Deduplication with Windows Server 2012 (R2)
Now that you have a little bit of background on the different methods of data deduplication, it would be good to know what Microsoft implemented in Server 2012 (R2) for their data deduplication. The data deduplication that was implemented by Microsoft uses post-process, source, and chunk/variable block based methods. This means that the data has to reside on the machine that is doing the data deduplication first before reducing the size and that the chunking method will get you the best results. With that it means that there will be less CPU/memory resources used as all the data will be there before deduplication happens, but it also means you need to have enough space to hold all of the data in its original form. That last part is particularly important when you utilize a Server 2012 (R2) machine as the storage target for backup. Since you need to make sure that that backup storage target has enough space to handle the data from your backup before it is deduplicated.
Setup in Server 2012 (R2)
Installation and configuration of the data deduplication feature for Server 2012 (R2) has been covered by many different people and there are a number of resources out there for it. So I will not go over this, but I will point you to one of the articles that I think goes through pretty much everything you need to do: Redmondmag
Once you have the data deduplication feature installed and configured there are a couple of configuration changes that I suggest you do if you are utilizing the storage you just configured as storage for backup. The first is that you set the ‘deduplicated files older than (in days)’ to 0, so that when your optimization jobs run that they grab any and all files. Speaking of optimization jobs, since you are using this storage for backup storage purposes and most of your data transfer will be happening during the night, you will want to change the default schedules. I normally setup two jobs, one for the early morning where my backups should be done and another one that will finish right before my nightly backups kick off. Make sure to schedule both optimization and garbage collection jobs. Garbage collection and scrubbing I normally setup just once a week, but depending on your data size and how often things are deleted on your volume you might want to change that.
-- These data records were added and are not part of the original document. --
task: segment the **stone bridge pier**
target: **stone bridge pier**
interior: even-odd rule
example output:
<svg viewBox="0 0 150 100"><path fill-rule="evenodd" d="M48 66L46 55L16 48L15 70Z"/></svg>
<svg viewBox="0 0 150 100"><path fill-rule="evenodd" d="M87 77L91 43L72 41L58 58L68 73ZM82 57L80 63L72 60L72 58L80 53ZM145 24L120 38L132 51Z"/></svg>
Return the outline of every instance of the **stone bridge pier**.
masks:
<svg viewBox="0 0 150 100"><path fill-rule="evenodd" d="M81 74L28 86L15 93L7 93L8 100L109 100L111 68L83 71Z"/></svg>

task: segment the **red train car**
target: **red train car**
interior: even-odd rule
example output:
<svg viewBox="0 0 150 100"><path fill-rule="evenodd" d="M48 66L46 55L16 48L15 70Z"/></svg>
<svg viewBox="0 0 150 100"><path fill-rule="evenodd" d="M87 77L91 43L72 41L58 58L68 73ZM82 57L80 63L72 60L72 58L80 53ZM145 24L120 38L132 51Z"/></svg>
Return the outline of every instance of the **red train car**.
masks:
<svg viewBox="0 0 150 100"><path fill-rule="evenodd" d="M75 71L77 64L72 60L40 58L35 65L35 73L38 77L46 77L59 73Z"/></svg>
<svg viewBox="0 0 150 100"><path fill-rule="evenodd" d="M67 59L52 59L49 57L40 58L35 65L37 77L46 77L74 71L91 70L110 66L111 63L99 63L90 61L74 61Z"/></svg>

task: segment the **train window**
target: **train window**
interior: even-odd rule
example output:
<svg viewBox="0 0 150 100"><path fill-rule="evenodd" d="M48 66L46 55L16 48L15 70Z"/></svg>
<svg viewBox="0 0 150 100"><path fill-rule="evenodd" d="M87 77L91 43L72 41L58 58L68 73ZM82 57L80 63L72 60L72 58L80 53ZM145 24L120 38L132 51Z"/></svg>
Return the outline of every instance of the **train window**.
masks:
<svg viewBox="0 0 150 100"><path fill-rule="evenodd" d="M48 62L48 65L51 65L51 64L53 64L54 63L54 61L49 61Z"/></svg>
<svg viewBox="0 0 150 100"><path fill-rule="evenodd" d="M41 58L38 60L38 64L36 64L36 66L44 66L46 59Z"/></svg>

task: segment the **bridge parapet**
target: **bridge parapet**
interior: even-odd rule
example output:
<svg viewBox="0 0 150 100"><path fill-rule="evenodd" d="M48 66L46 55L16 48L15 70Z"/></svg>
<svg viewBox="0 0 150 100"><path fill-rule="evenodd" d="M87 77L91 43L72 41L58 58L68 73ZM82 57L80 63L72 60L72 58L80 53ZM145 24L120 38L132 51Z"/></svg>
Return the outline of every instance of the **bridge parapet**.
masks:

Setup in NovaStor DataCenter
If you are utilizing NovaStor DataCenter for the backup software, make sure to configure the disk pool for Dedup optimization. I have seen the 1024 Byte alignment get the best deduplication rates from my testing, so I would suggest this for the configuration in NovaStor DataCenter to start with. With my production setup I have a deduplication savings of 40TB, and the storage pool itself is 8TB, so very good with something that is bundled in with the OS you might already be running.